Adam Smith tenía razón

Adam Smith, escocés, economista y escéptico -valga la redundancia-, constató en 1776 sobre la sociedad lo que en el ámbito microscópico se sabía desde hace 2.000 millones de años: la división del trabajo es el mecanismo más exitoso en una organización. En los seres vivos la división del trabajo se ha llevado a cabo evolutivamente mediante compartimentalización. En la célula, cada orgánulo -cada compartimento celular-, desempeña su función, coopera y se ayuda de los demás. Así, el todo resultante es mucho más que la suma de las partes.
La compartimentalización ha dado lugar a saltos evolutivos muy destacados. La aparición del núcleo celular -la inclusión del material genético en una membrana- dio lugar nada menos que a la división en los dos grupos fundamentales de seres vivos: eucariotas, a los que pertenecemos, con núcleo y procariotas, como las bacterias, carentes de él. Dentro de la célula hay otros habitáculos de extraordinaria importancia que permiten gracias a esa especialización la obtención eficiente de energía o la síntesis fidedigna de proteínas. Llevado al extremo, en una misma molécula, cada región o dominio desempeña una tarea.

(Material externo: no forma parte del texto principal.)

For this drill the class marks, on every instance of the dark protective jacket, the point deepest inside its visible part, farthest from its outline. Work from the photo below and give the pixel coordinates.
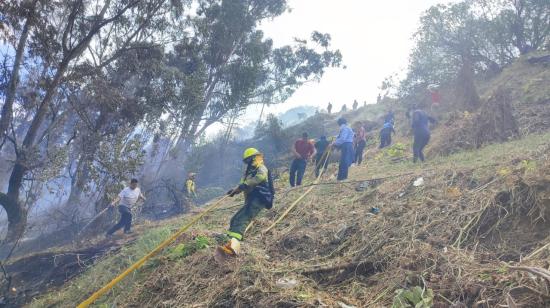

Una de las críticas a la división del trabajo indicaba que obligaría a restringir el conocimiento o la técnica a un ámbito demasiado especifico. No ocurre así aquí pues todos los tipos celulares con independencia de su función tienen capacidad de renovarse. Caso paradigmático es el del epitelio intestinal que renueva completamente cada semana sus 400 metros cuadrados de células. Incluso las neuronas altísimamente especializadas, y contra lo que erróneamente se cree, se dividen y renuevan. De este modo el éxito de células y tejidos, como la riqueza de las naciones, dependerá en buena medida de la especialización de sus integrantes y de su desempeño en la casi invisible y muy eficiente red de cooperación.